Savcı Tiyek, Yargıtay Ceza Daire Başkanlığı’na gönderilmek üzere mahkemeye sunduğu temyiz dilekçesinde, yargılama sırasında dosyada dinlenilen gizli tanıkların savunma hakkını kısıtlamayacak şekilde Tanık Koruma Kanunu'nun 9. maddesi uyarınca yeniden dinlenmelerini talep ettiğini hatırlattı.
Savcı, dilekçesinde ayrıca, Sebahat Tuncel ile ilgili olarak Irak devleti adli makamları aracılığıyla 12 Haziran-20 Ağustos 2004 tarihleri arasında hangi programın uygulandığının sorulması yönündeki talebinin de mahkemece reddedilmesi üzerine, mevcut delil durumu ve Anayasa Mahkemesi kararı değerlendirilerek beraat yönünde mütalaa verdiğini belirtti. Savcı Tiyek, temyiz dilekçesinde, tanıkların dinlenmesine bir engel bulunmadığını, mahkemenin bu tanıkları usulüne uygun şekilde dinlemesi gerekirken reddine karar vermesinde isabet görülmediğini ifade ederek, mahkeme tarafından beraat kararı verilmesinin usul ve esas yönünden kanuna aykırı olduğunu ileri sürdü. Savcı, bu nedenle de kararın bozulmasını talep etti.

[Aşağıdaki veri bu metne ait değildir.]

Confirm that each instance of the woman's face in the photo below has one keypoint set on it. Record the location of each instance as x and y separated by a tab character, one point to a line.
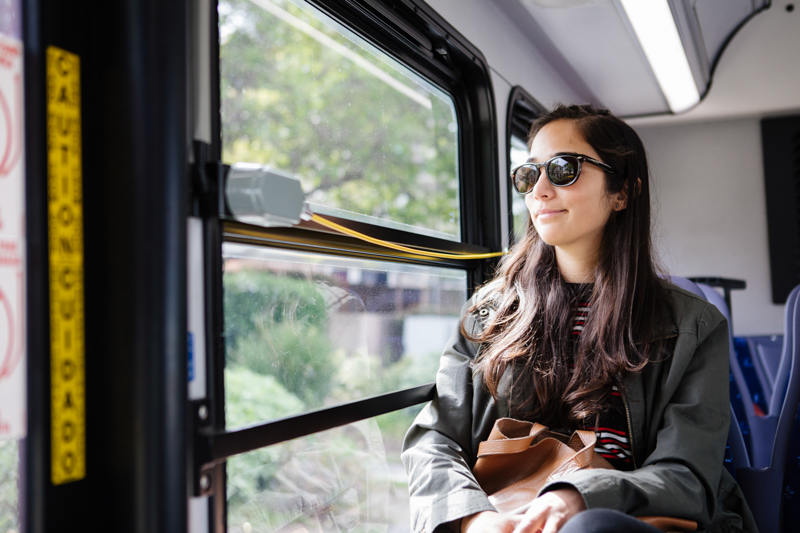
570	218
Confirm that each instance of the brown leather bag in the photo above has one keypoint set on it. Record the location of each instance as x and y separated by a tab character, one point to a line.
520	458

"KESİN VE İNANDIRICI DELİL BULUNAMADIĞI" GEREKÇESİYLE BERAAT ETMİŞTİ
PKK/Kongra-Gel terör örgütünün üyesi olduğu iddiasıyla 8 yıl 9 ay hapis cezasına çarptırılan ve cezası Yargıtay 9. Ceza Dairesi’nce 24 Aralık 2013'te onanan eski milletvekili Sebahat Tuncel, Anayasa Mahkemesi’ne bireysel başvuruda bulunmuştu. Anayasa Mahkemesi de Tuncel’in yeniden yargılanmasına karar vermişti. Davayı yeniden ele alan İstanbul 10. Ağır Ceza Mahkemesi’nde 7 Temmuz 2015’te görülen karar duruşmasında, Savcı Sait Ramazan Tiyek, dosyada dinlenen gizli tanıkların Tanık Koruma Kanunu'nun 9. maddesi uyarınca yeniden dinlenmelerini talep etmişti. Mahkeme heyeti ise “Gizli tanıkların konuşmak istemediklerini belirtmeleri nedeniyle Emniyet tarafından isimlerinin gönderilmediğini, ziyaret edildiği iddia edilen bölgenin Irak devletinden ayrı hareket ettiğini, müzekkerelere cevap verilmediğini, uzun tutukluluk ve uzun yargılamanın açık şekilde Anayasa Mahkemesi kararında hak ihlalleri olduğu ve bu evrakları toplama imkanının suç tarihinden 10 yıldan fazla süre geçmesi dikkate alındığında sadece hak ihlallerinin devamından başka bir sonuç doğurmayacağı gerekçesiyle, savcının bu talebini reddetmişti.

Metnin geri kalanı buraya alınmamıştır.